As you can see, a lot of work has gone into this release. Expect more posts in the near future that will overview how to make the nuances of Jax work for you.
In the meantime, you should take a look at the Getting Started Guide if you haven’t done so already! It’s been updated to reflect Jax v2.0.
If you’d rather see Jax in action, check out the live demos page.
If you’d like to get involved with Jax development, head on over to the respository at Github!
For those of you using Jax v1.x, there are a few steps you’ll need to take in order to make the upgrade happen:
Follow these instructions if you are developing Jax and are using Ruby on Rails:
- Add Jax to the Rails Gemfile:
gem “jax”, “~> 2.0″
- Install the bundle:
- Run the Jax install generator:
rails generate jax:install
- Scroll down.
Follow these instructions if you are developing Jax and not using Ruby on Rails:
- Install the new Jax gem:
gem install jax -v 2.0
- Generate a brand-new Jax application:
jax new application_name
- Scroll down.
Regardless of whether you are or aren’t using Rails, follow these instructions after generating the new application:
- Copy all app/controllers/ files from the old application into app/assets/jax/controllers/ in the new one. Delete or overwrite the new application controller.

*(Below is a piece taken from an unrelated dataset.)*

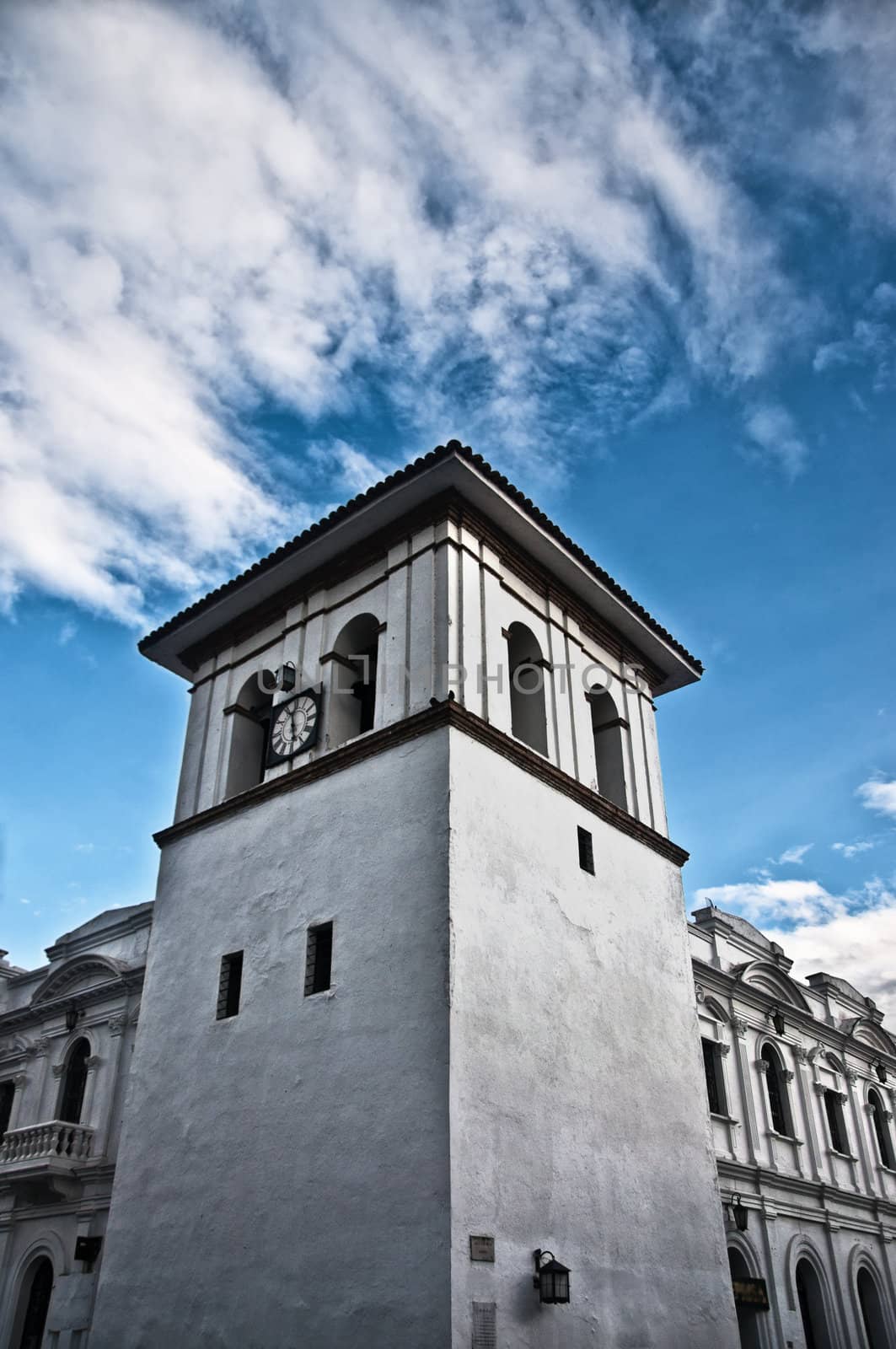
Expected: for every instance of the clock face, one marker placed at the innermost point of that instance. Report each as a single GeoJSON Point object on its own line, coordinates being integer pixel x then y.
{"type": "Point", "coordinates": [294, 726]}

- Copy all app/helpers/ files from the old application into app/assets/jax/helpers/ in the new one. Delete or overwrite the new application helper.
- Copy all app/models/ files from the old application into app/assets/jax/models/ in the new one.

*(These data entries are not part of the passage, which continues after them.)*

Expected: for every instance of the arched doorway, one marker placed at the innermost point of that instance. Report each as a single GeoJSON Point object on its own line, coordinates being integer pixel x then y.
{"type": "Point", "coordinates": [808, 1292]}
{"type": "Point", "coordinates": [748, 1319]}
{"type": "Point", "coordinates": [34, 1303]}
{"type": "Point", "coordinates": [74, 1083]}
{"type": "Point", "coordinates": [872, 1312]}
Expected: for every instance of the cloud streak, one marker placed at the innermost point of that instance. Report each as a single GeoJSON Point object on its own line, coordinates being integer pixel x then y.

- Copy all app/resources/ files from the old application into app/assets/jax/resources/ in the new one.
- Copy all app/views/ files from the old application into app/assets/jax/views/ in the new one.
- Copy all app/shaders/ files from the old application into app/assets/jax/shaders/ in the new one.

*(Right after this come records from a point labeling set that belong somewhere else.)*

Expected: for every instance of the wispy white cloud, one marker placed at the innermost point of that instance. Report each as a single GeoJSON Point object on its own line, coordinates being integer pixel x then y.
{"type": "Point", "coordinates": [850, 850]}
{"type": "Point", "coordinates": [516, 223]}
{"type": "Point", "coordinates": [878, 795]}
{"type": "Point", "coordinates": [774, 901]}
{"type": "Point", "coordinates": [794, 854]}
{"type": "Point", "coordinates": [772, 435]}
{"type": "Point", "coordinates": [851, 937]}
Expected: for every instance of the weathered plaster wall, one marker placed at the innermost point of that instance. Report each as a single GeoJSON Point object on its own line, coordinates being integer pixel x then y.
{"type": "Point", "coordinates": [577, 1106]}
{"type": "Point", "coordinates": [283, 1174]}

- In the new application, rename all app/assets/jax/shaders/*.ejs files so that their extension is glsl instead of ejs. (Example: common.ejs => common.glsl)
- In the new application, rename all app/assets/jax/resources/*.yml files so that their extension is resource instead of yml. (Example: teapot.yml => teapot.resource)
- Copy all public/ files from the old application into public/ in the new one.
- If you have any plug-ins installed in the old application, install them again in the new one.
If your old code has a lot of //= require‘s in them (controllers were generated with them by default), then the require path is now relative to app/assets/jax. For instance, to require the ApplicationController (which is no longer necessary, but as an example) the path would be “controllers/application_controller” instead of just “application_controller”.
If you have written your own shaders, the setUniforms and setAttributes functions within the material.js file were generated with calls to $super. Remove this call, and also remove $super from the functions’ argument lists.